Case | Age*/Sex | Genotype | Domain | U-P* | U-B* | S-Cre* (mg/dL) | Treatment (mg/day) | Follow-up period | Outcome |
---|---|---|---|---|---|---|---|---|---|
Present case 2019 | 19/M | E1841K | coiled-coil | 0.78 g/gCr | (-) | 0.84 | enalapril 5 | 29 months | U-P: decreased to 0.25 g/gCr S-Cre: stable |
[12], 2018 | 13/M | R702C | motor | <1 g/gCr | NA | normal | telmisartan 40 | ESRD at the age of 19 years | |
11/M | R702C | motor | 1-2 g/gCr | NA | normal | lisinopril 10 valsartan 160 | ESRD at the age of 15 years | ||
11/M | R702C | motor | 1 g/gCr | NA | normal | lisinopril 10 valsartan 160 | ESRD at the age of 17 years | ||
[13], 2015 | 36/F | E1841K | coiled-coil | 0.926 g/day | NA | 0.7 | ARB | 1 year | U-P: decreased to 0.224 g/gCr S-Cre: stable |
[14], 2013 | 22/M | Q1068_ L1074del | coiled-coil (deletion) | 2.18 g/day | (-) | 1.55 | candesartan 6 | ESRD at the age of 27 years | |
[15], 2011 | 17/M | S96L | motor | (+) | (+) | 3.0 | ACEI | ESRD at the age of 23 years | |
12/F | S96L | motor | (+) | (+) | NA | ACEI | CKD4 at the age of 19 years | ||
1/M | R718W | motor | (+) | (-) | 0.3 | ACEI+ARB | ESRD at the age of 7 years | ||
[6], 2010 | 3/F | R702C | motor | 0.5-0.7 g/gCr | (-) | CKD1 | valsartan 20 | 10 months | U-P: decreased to 0.1 g/gCr |
NA/M | R702C | motor | NA | NA | NA | ARB and/or ACEI | The effect was transient.
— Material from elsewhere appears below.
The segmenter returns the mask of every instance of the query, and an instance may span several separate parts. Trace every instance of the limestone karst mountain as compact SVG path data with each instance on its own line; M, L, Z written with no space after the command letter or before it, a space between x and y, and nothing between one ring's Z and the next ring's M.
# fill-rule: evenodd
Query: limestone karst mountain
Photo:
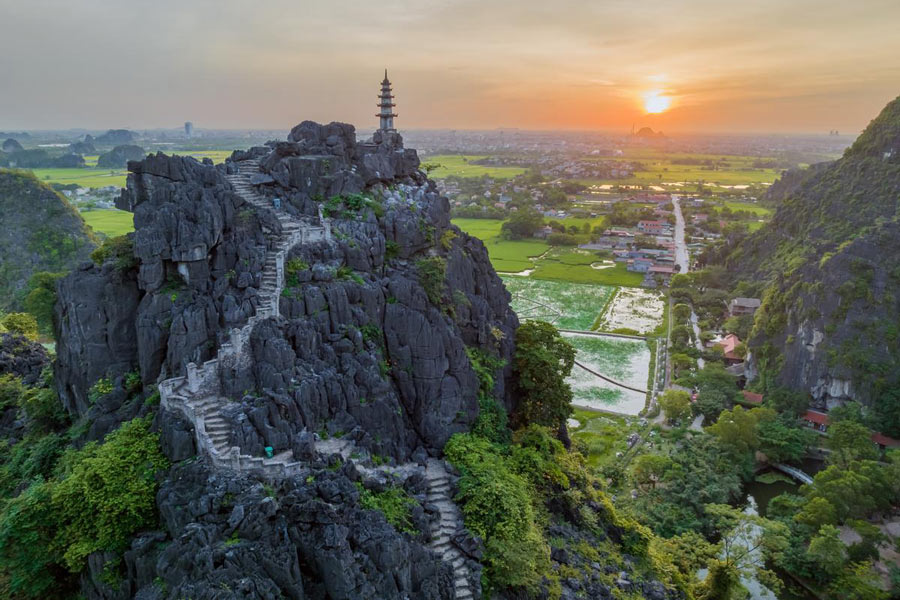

ESRD at the age of 20 years | ||
NA/M | R702C | motor | NA | NA | NA | ARB and/or ACEI | The effect was not conclusive. | ||
[16], 2008 | 39/M | D1424H | coiled-coil | 1.231 g/day | NA | 1.8 | ramipril 10 telmisartan 80 | 68 months | U-P: decreased to 0.09 g/gCr S-Cr: stable |
42/M | D1424H | coiled-coil | 1.570 g/day | NA | 1.2 | ramipril 10 telmisartan 80 | 16 months | U-P: decreased to 0.137 g/gCr S-Cr: stable | |
18/M | D1424H | coiled-coil | 0.768 g/day | NA | 0.9 | ramipril 10 losartan 50 | 11 months | U-P: decreased to 0.143 g/gCr S-Cr: stable | |
38/F | N93K | motor | 1.280 g/day | NA | 0.9 | ramipril 5 | 40 months | U-P: decreased to 0.39 g/gCr S-Cr: stable | |
[17], 2004 | 27/F | K910Q + D1424H | coiled-coil (double mutations) | non-nephrotic | (+) | 3.3 | ACEI | ESRD |
RAS: renin-angiotensin system, U-P: urinary protein, U-B: urinary occult blood, S-Cre: serum creatinine, ESRD: end-stage renal disease, ARB: angiotensin II receptor blocker, ACEI: angiotensin-converting enzyme inhibitor, CKD: chronic kidney disease, NA: not available
* At the time of starting RAS blockade therapy
In summary, the early administration of RAS blockade therapy may have potential benefits in MYH9-related nephropathy in cases involving E1841K mutations. Early genotype identification would enable the better management of patients with MYH9-related nephropathy.
Written informed consent was obtained from the patient for the publication of his clinical data.
The authors state that they have no Conflict of Interest (COI).
Acknowledgement
We thank Toshiko Toyota for her excellent technical assistance.